姉の分まで

碧のスマートフォンに父から電話が来たのは、残業帰りのホームだった。

父からの着信は八か月ぶりで、用件はいつも真白のことだった。

「今度の日曜、顔を出せないか」

「何かあった?」

「母さんの誕生日だ。真白は忙しいらしいから、おまえが姉の分まで――」

電車が入ってくる音で、続きは聞こえなかった。

碧は一本見送り、黄色い線の内側へ下がった。

真白は碧より四歳上だ。けれど父は、真白が家を出てから、碧に「姉の分まで」と言うようになった。母の通院も、法事の受付も、壊れた炊飯器の注文も。頼りになるのはおまえだ、と褒める形で穴を埋めさせた。

「真白には、父さんが直接聞いたの?」

「おまえから言えば早いだろう。姉妹なんだから」

「私は連絡係じゃないよ」

「そんな冷たいことを言うな。真白と違って、おまえは家族思いだと思ってた」

褒め言葉の刃は、昔から同じ角度で入ってくる。

碧はホームの柱にもたれた。広告の中の家族が、同じ白い歯を見せている。

「日曜は行かない」

「仕事か」

「予定はない。でも行かない」

父の沈黙が長くなる。

「真白みたいになるぞ」

「ならない。私は碧だから」

向こうで母の声がした。誰と電話しているの、と聞いている。

父は受話口を手でふさいだらしく、音が遠くなった。その数秒の間に、碧は通話を切ることもできた。けれど、戻ってきた父に一つだけ伝えた。

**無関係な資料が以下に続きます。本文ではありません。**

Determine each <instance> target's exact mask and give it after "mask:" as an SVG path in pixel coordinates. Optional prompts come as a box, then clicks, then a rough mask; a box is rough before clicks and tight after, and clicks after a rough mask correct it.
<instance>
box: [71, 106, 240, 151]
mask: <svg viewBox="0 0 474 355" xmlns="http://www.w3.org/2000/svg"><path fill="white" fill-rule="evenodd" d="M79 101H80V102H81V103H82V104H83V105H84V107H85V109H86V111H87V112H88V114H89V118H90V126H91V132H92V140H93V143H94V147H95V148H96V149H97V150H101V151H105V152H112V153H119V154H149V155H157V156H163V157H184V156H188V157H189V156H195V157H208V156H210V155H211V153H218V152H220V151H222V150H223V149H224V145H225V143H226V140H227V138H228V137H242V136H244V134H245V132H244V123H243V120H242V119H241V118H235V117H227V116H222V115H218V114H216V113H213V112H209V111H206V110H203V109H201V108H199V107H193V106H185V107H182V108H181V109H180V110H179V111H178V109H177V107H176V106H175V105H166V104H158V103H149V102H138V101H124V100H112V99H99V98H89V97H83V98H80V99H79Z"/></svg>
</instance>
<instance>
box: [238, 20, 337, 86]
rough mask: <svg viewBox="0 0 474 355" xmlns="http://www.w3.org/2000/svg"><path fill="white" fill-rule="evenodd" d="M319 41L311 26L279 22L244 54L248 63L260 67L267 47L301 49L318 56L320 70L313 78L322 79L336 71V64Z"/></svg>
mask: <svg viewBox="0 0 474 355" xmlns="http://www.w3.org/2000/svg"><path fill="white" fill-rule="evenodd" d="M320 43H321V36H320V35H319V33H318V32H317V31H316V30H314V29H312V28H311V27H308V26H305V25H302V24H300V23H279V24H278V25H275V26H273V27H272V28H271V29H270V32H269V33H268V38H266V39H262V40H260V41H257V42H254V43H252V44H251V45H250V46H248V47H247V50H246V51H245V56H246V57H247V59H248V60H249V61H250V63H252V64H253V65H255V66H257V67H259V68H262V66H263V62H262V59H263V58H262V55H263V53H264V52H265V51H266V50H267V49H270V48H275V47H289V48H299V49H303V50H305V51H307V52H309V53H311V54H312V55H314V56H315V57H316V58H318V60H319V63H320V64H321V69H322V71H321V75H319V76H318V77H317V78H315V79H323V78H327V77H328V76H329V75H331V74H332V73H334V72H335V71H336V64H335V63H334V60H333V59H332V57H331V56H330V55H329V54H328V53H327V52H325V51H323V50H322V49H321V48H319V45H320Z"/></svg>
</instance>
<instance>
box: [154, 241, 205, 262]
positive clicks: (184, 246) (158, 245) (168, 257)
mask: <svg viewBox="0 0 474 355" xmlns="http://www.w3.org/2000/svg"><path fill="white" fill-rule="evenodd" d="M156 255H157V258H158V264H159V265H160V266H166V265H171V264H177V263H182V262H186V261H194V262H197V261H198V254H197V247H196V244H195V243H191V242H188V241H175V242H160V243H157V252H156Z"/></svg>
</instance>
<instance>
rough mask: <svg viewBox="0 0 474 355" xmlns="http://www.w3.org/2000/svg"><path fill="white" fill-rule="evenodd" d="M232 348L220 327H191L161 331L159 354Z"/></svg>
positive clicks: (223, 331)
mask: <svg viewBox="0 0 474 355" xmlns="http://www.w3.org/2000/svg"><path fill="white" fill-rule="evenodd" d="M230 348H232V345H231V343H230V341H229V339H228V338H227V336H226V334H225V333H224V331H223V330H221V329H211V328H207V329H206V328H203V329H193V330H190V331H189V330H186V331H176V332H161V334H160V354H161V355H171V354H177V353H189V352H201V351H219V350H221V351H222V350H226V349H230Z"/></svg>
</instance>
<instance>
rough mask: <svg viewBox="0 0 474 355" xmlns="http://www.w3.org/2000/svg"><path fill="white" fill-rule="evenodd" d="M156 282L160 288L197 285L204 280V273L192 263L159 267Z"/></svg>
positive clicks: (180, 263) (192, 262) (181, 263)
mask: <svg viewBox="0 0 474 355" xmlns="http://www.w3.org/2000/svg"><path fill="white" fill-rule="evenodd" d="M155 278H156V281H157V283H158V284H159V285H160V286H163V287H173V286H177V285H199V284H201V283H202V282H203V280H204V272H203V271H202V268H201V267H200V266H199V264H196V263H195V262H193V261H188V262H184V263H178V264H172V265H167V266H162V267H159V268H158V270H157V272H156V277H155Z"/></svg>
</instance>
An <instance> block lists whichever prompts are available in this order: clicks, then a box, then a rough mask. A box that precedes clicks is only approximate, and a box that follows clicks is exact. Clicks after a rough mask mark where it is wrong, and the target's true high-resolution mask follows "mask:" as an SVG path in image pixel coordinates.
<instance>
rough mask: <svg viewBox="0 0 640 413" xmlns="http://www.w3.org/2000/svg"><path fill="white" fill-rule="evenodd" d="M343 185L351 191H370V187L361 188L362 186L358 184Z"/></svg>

「誕生日を祝ってほしいなら、私に私の分を頼んで。真白の返事は真白に聞いて」

「家族にいちいち、そんな――」

「次に『姉の分まで』って言ったら、電話を切るね」

宣言すると、胸の奥に空席ができた。寂しい空席ではなく、自分が座れる場所だった。

父は「分かった」とは言わなかった。「面倒な娘だ」と小さく言った。

碧はそれを合図に通話を終えた。

すぐに真白へメッセージを送る。

〈父さんから誕生日の件、連絡来た?〉

返事は一分後だった。

〈来てない。碧に押しつけた?〉

碧は少し迷い、〈うん。でも返した〉と打った。

真白から、親指を立てた猫のスタンプが届く。姉らしい言葉も、謝罪もなかった。その軽さに救われた。

次の電車が来る。

碧は乗り込み、父の連絡先に付けていた「実家・真白関係」というメモを消した。

表示に残ったのは、ただ「父」だけだった。